What does this have to do with the photo of the mom nursing her 3-year-old son, you may wonder?
Some may argue that nursing is a natural God-given gift, allowing mothers to bond with their children. So why not celebrate it?
Of course, it is. But this cover photo does not invoke tenderness, cuddling, or connecting. It is more "in your face, defiant parenting." A mother nursing her child should be a beautiful and nurturing moment. There is an emotional intimacy involved that is missing here. It is an intimacy that arrives in our lives through privacy.
We live in a world where privacy and modesty are not valued or respected. Reality TV has broken down the barriers as we voyage through peoples bedrooms and most confidential situations. We watch as husbands and wives discuss possible pregnancy, infertility issues, and fight over money and relationships. Facebook allows us to take part in couples' disagreements or personal lives. One never travels alone anymore – there are a thousand friends watching. Children grow up with their bodies publicly exposed from the time that they are born.
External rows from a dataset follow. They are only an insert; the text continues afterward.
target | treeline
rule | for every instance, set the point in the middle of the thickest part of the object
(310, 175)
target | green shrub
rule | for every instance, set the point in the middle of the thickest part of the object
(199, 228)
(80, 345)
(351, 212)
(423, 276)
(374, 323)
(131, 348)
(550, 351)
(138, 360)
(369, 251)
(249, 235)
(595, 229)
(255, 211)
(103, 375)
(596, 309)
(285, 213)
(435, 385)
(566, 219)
Post your life on Facebook, tweet your thoughts on Twitter. We live with a network of friends and family, but at what price?
The commandment to honor your parents is a foundation for families everywhere. How do you teach your children to honor and respect you?
One way is to live honorably. Teach children to revere you. Keep your intimate life private. This doesn’t mean that you must live as an old fashioned prude. It does mean that we consider our relationships holy. Our bodies are not to be flaunted across the cover of magazines. Modesty and dignity are intertwined. And when we live with dignity, we teach our children to treat us with a measure of respect which would otherwise be lacking. We are not seen simply as physical beings, but revered because we transmit a spiritual essence. We nourish not only through giving milk, but for thousands of years we have transmitted the mother’s milk of faith to our children. This is why it was crucial that the infant Moses nurse from his mother and not an Egyptian nursemaid.
When we openly display our physical selves, we downgrade ourselves in our children’s eyes. The issue here is not ‘nursing’; it is a question of reverence and awe. It is the return to modesty and dignity which is so sorely lacking in our children’s lives.
So when you are faced with the question, “Are you mom enough?", ask yourself the following:
• Do I live with a spiritual mission?
• Do I live with modesty and dignity?
• Do I teach my children to value privacy and honor family life?
If you can answer ‘yes’ to these questions, then you are certainly "mom enough."